Rush Limbaugh: 1965 Was “A Great Year; Bullying Was Legal”

Rush Limbaugh today dismissed a Washington Post report detailing “pranks” and “troubling incidents” Mitt Romney engaged in as a high school student, saying: “You had long hair in 1965, you were gonna get razzed. It didn't matter. They weren't gonna think you were in the Beatles. If you had long hair in 1965, you were gonna get made fun of.” Limbaugh added: “See, 1965's a great year; bullying was legal.”

Limbaugh blamed a “pro-Obama media” for making this a story, saying, "The Washington Post can find out what Romney was doing in high school but they can't be bothered to find out what Obama's transcripts -- even some of his writings from college and law school." He continued:

LIMBAUGH: This is the campaign. This is exactly -- you've been warned. You knew. You don't need to be warned. You know this kind of stuff's coming. This is what the drive-by media does in conjunction with the Democrat in the White House.
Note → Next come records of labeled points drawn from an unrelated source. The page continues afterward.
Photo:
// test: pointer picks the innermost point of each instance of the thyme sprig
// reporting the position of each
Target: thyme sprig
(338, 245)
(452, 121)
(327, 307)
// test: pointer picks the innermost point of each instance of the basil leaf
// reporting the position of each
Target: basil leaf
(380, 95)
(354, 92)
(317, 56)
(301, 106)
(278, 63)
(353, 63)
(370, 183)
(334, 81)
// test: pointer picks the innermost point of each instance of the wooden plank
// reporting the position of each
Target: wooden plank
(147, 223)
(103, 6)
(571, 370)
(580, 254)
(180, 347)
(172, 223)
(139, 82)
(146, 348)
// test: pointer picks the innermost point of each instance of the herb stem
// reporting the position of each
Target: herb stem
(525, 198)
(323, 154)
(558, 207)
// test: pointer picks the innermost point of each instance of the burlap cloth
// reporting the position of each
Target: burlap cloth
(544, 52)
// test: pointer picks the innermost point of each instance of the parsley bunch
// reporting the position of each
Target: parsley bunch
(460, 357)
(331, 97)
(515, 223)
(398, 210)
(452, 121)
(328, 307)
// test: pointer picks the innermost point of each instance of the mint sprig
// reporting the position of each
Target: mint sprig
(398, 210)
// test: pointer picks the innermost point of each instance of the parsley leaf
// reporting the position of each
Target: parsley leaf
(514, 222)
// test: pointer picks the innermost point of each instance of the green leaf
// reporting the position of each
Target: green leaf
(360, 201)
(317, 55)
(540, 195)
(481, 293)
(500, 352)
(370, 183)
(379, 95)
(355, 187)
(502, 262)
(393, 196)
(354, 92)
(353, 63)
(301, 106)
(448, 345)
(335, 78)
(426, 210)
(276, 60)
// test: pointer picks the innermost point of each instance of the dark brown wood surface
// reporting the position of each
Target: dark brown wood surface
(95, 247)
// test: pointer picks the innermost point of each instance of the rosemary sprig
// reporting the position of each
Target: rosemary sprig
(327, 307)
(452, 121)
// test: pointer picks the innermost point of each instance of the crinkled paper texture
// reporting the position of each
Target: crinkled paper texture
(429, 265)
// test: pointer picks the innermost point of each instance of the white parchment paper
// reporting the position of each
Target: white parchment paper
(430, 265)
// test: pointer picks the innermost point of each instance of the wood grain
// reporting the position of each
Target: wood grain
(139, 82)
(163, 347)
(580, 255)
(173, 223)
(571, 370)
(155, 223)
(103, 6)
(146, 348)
When I saw this, I just -- I started laughing.

[...]

LIMBAUGH: Now maybe I'm wrong, but I think most people are gonna laugh at this. It's so obvious now -- it is so pathetically transparently transparent what this is. Media ganging up on Romney -- a pro-Obama media ganging up on Romney. 1965 -- probably a stretch to say it had anything to do with the kid being presumed gay. You had long hair in 1965, you were gonna get razzed. It didn't matter.

They weren't gonna think you were in the Beatles. If you had long hair in 1965, you were gonna get made fun of. See, 1965's a great year; bullying was legal.

Limbaugh added: “Watch that be a quote that shows up at Media Matters: 'Limbaugh praising bullying while defending Romney.' ”

As the Post reported today, in one incident, “recalled similarly by five students, who gave their accounts independently of one another,” Romney ambushed and forcibly clipped the hair of a younger student who was “perpetually teased for his nonconformity and presumed homosexuality”:

John Lauber, a soft-spoken new student one year behind Romney, was perpetually teased for his nonconformity and presumed homosexuality. Now he was walking around the all-boys school with bleached-blond hair that draped over one eye, and Romney wasn't having it.

“He can't look like that. That's wrong. Just look at him!” an incensed Romney told Matthew Friedemann, his close friend in the Stevens Hall dorm, according to Friedemann's recollection. Mitt, the teenaged son of Michigan Gov. George Romney, kept complaining about Lauber's look, Friedemann recalled.

A few days later, Friedemann entered Stevens Hall off the school's collegiate quad to find Romney marching out of his own room ahead of a prep school posse shouting about their plan to cut Lauber's hair. Friedemann followed them to a nearby room where they came upon Lauber, tackled him and pinned him to the ground. As Lauber, his eyes filling with tears, screamed for help, Romney repeatedly clipped his hair with a pair of scissors.

Questioned about the incident on the radio show of Fox News host Brian Kilmeade, Romney said “he didn't remember the incidents in question but apologized to anyone his pranks may have hurt”:

“I had no idea that this person might have been gay and as the article points out, I participated in a lot of hijinks and pranks in high school,” he said. “Some may have gone too far and for that I apologize.”

[...]

“That was a long time ago, for me was 48 years ago,” he said. “But if there was anything I said to anyone that was offensive I'm deeply sorry for that.”